Pulling the Lever on 2020

On July 20, 2020, Michael Brooks died.

Michael Brooks was an American political YouTube commentator on the left, and although I disagreed with him on more than just a few things, he nevertheless had a voice as valuable to me as his laugh was loud; without him, for example, I wouldn’t know all that much about Luiz Inácio da Silva. At only thirty-six, Brook’s death came way too young, and reminds us to hold people close, and to do what we can to make the world that little bit better.

It also refocuses the question about what to do come November. Will you, or will you not, support Joe Biden over Donald Trump? For Americans, this is the political question. For people who agree on the following assumption – that Trump is bad, that Biden is less bad, and that both pretty awful – there are only two options. These people can either vote for Biden, because Biden is less bad, or they can vote for neither, because both are bad.

At first, it seems the only thing you can do is vote for Biden. He’s less bad, after all, so to do otherwise, as the trolley problem goes, would be to let more people die than otherwise would. In the case of Trump, this is not a hypothetical question. People will die.

For some progressives, however, voting for Biden is not so completely and utterly obvious. For them, the trolley problem analogy is a problematic one, because this election is not a one-time event – it’s a four-year cycle in which the Democrats successfully gaslight voters into voting for them by advertising themselves as the lesser of two evils, and so, when contextualised, it might start to seem that voting for Biden only continues a process by which more people get tied down to wait for death by trolley. This argument can be called the ‘accelerationist’s case’ – that voting either way is to vote for an evil thing on the fatuous basis that it’s slightly less evil than another evil thing.
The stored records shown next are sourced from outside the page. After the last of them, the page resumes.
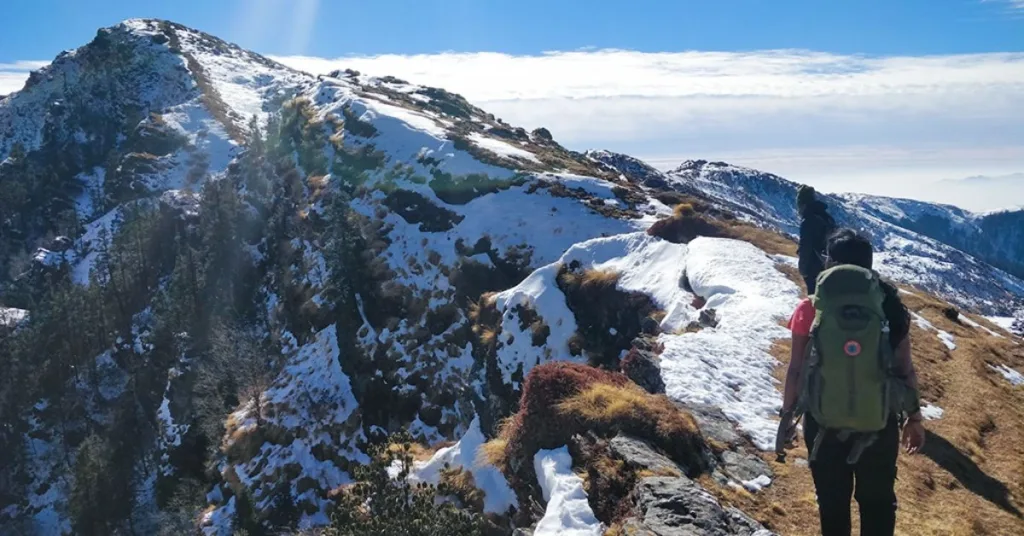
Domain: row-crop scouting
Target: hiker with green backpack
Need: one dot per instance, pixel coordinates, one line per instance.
(852, 380)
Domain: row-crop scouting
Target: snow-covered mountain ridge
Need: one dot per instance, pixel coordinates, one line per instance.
(224, 281)
(972, 259)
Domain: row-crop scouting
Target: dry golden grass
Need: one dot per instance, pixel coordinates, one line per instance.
(607, 406)
(769, 241)
(460, 483)
(494, 452)
(593, 279)
(970, 478)
(689, 220)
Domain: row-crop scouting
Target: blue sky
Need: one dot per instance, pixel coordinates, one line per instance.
(887, 96)
(39, 29)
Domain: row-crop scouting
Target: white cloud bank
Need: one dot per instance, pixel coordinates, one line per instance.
(12, 76)
(890, 125)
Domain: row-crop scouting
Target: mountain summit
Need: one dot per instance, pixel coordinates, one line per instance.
(235, 296)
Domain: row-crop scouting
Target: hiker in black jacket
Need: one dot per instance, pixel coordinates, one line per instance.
(815, 227)
(868, 477)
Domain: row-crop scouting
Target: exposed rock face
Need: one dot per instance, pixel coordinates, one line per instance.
(678, 506)
(715, 425)
(640, 455)
(744, 466)
(641, 367)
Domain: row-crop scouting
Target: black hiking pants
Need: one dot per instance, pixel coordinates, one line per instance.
(870, 481)
(811, 283)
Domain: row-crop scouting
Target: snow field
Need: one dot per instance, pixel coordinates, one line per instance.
(730, 366)
(466, 454)
(567, 512)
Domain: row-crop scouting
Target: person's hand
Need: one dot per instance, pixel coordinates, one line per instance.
(913, 436)
(786, 436)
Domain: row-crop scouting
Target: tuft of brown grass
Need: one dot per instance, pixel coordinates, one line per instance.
(628, 408)
(494, 452)
(587, 400)
(768, 241)
(690, 219)
(460, 483)
(595, 279)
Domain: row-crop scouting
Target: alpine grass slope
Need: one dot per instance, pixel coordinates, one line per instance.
(226, 286)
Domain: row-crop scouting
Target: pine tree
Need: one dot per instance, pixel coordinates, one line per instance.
(221, 247)
(90, 503)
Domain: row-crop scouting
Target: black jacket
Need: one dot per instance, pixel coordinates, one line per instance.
(815, 228)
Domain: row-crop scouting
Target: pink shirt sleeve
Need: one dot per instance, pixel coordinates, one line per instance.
(802, 319)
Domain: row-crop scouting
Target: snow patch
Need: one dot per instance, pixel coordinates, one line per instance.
(730, 366)
(931, 412)
(757, 484)
(568, 512)
(502, 149)
(10, 317)
(466, 454)
(1014, 377)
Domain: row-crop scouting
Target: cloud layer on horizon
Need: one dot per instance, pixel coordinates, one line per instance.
(845, 122)
(886, 124)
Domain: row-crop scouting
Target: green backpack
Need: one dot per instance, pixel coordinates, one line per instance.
(848, 382)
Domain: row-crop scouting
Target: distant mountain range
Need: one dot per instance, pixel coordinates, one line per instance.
(223, 282)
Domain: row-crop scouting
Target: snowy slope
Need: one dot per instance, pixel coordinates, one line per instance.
(567, 511)
(918, 242)
(459, 209)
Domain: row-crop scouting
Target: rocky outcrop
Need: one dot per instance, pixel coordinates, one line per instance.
(640, 365)
(668, 503)
(679, 506)
(639, 455)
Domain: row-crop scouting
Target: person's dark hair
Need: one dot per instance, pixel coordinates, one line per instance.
(849, 247)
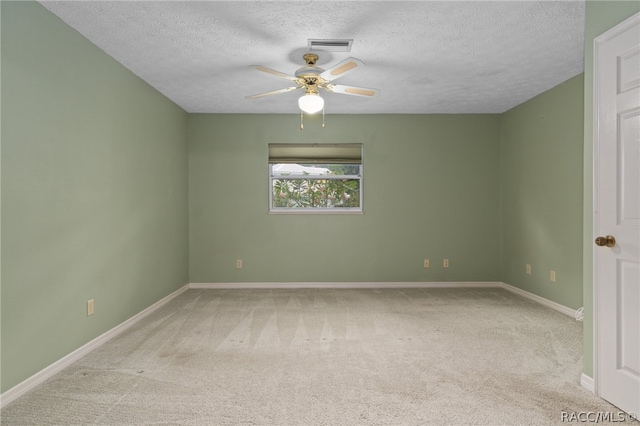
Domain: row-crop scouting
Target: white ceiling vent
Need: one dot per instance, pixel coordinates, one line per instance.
(330, 45)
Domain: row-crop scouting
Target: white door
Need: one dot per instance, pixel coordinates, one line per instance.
(617, 214)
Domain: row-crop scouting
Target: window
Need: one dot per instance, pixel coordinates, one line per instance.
(315, 178)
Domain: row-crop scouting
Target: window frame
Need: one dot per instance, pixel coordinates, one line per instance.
(319, 159)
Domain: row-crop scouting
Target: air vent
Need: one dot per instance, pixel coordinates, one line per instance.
(330, 45)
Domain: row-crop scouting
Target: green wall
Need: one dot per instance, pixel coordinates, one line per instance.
(431, 190)
(541, 187)
(94, 192)
(600, 17)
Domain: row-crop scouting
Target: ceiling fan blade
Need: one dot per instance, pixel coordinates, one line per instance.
(274, 72)
(351, 90)
(275, 92)
(341, 68)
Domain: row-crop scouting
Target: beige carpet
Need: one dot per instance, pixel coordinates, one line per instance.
(327, 357)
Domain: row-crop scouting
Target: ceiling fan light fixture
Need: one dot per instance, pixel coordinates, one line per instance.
(311, 103)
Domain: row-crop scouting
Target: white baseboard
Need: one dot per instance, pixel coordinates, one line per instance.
(40, 377)
(466, 284)
(587, 382)
(256, 285)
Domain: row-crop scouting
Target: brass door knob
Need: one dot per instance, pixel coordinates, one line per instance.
(608, 241)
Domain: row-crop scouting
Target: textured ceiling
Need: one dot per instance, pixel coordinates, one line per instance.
(423, 56)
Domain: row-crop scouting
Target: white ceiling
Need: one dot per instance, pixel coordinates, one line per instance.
(423, 56)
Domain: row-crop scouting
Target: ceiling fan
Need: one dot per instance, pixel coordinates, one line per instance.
(311, 78)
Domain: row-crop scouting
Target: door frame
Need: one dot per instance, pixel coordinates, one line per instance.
(597, 286)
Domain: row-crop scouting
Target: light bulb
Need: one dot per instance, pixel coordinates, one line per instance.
(311, 103)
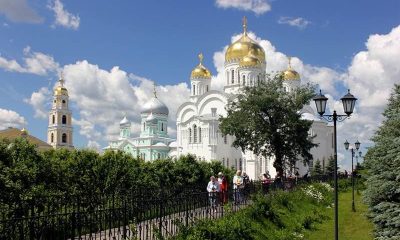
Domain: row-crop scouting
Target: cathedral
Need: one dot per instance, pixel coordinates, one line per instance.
(198, 119)
(153, 142)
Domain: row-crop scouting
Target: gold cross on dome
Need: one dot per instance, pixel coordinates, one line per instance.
(201, 57)
(244, 24)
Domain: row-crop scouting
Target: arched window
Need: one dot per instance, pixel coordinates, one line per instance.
(194, 133)
(64, 138)
(199, 134)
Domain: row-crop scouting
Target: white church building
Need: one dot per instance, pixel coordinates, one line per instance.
(197, 119)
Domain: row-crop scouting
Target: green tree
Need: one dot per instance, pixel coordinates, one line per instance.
(317, 169)
(266, 120)
(383, 164)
The accelerationist case is often made using political examples. Who would vote for 99 concentration camps rather than 100 concentration camps, if, the next time you get to vote on the issue of concentration camps, maybe you’ll have the choice of 98 concentration camps rather than 99 concentration camps? In this scenario, surely, we would refuse to vote either way and take a moral stand against all concentration camps, rather than pick over such insignificant differences?

This political argument has been most famously put forth by Slavoj Žižek. However, in practical terms, we are never really talking about the difference between concentration camps. Oftentimes, the differences we’re talking about aren’t so slim. At most, accelerationist analogies should not compare Hitler to Hitler on steroids; they should compare Hitler to Franco, and although both Hitler and Franco have bloody records, they do have records, and one is worse than the other.

So it seems that the accelerationist who refuses to vote for Biden on political grounds, has not the grounds to do so. However, an accelerationist argument for progress might work when re-phrased along existentialist lines: namely, that we owe things to our unborn children. Not only to the lives who live at present, but to the lives that are likely to live in the future.

A critic of this stance might say that this intellectual gerrymandering prioritises the ‘human race’ over the actual humans that make up the human race, but such accusations seem pretentious when the hypothetical seems so likely; it’s probable that humans will continue to come into existence in the near future. Accelerationists can argue, therefore, that come November 2020 there are only two scenarios. In the first, people vote for Biden, which doesn’t solve all that much and which causes yet more Bidens in the future, (only there won’t be that much more future because structural and existential threats will go unaddressed and climate change will kill us all). In the second, people don’t vote for Biden or Trump, and they risk more now, and in so doing maximise the chance of preventing worse stuff later.

This line of argumentation is an paradoxical one for progressives, because it is essentially a conservative position – a belief that future generations must be preserved, that they must be saved from harm like you or me, and that they are in some way innocent. But the impatience which characterises this position makes it a progressive one at heart. The essential idea here is that progress has a pace: that the progressive speedometer has some m/p/h that must be reached in order for us to say that progress is being made at all. 

The 1960s Civil Rights Movement worked through energy and agitation, not by complying with the pace of chance as insisted upon by any establishment. As an accelerationist, it is possible to not vote for Biden on this basis, however, doing so must not be because you want to feel good about yourself. Voting is always about pulling a lever to bring about a tangible difference; which means recognising that the bad feelings caused by pulling the lever which kills one person rather than five, are no way near as important as the lives of the five people saved by pulling the lever.

So if, whether on dubious political grounds or from the more interesting position of long-term existential risk, you decide not to vote for Biden, you must make the calculation that there are other ways, such as civil disobedience, that are more likely to affect the change you seek. Then you must act on that belief. Not pulling the lever must mean you do something suitably ingenious to stop the runaway trolley.

Although ignorant armies clash by night on the progressive beaches, hopefully, in the swell, a new politics shall emerge. But Dave Chappelle hasn’t stepped up to be America’s Vaclav Havel… yet… so, for the meanwhile, just do what Michael Brooks would have done, pull the lever, and vote for Biden.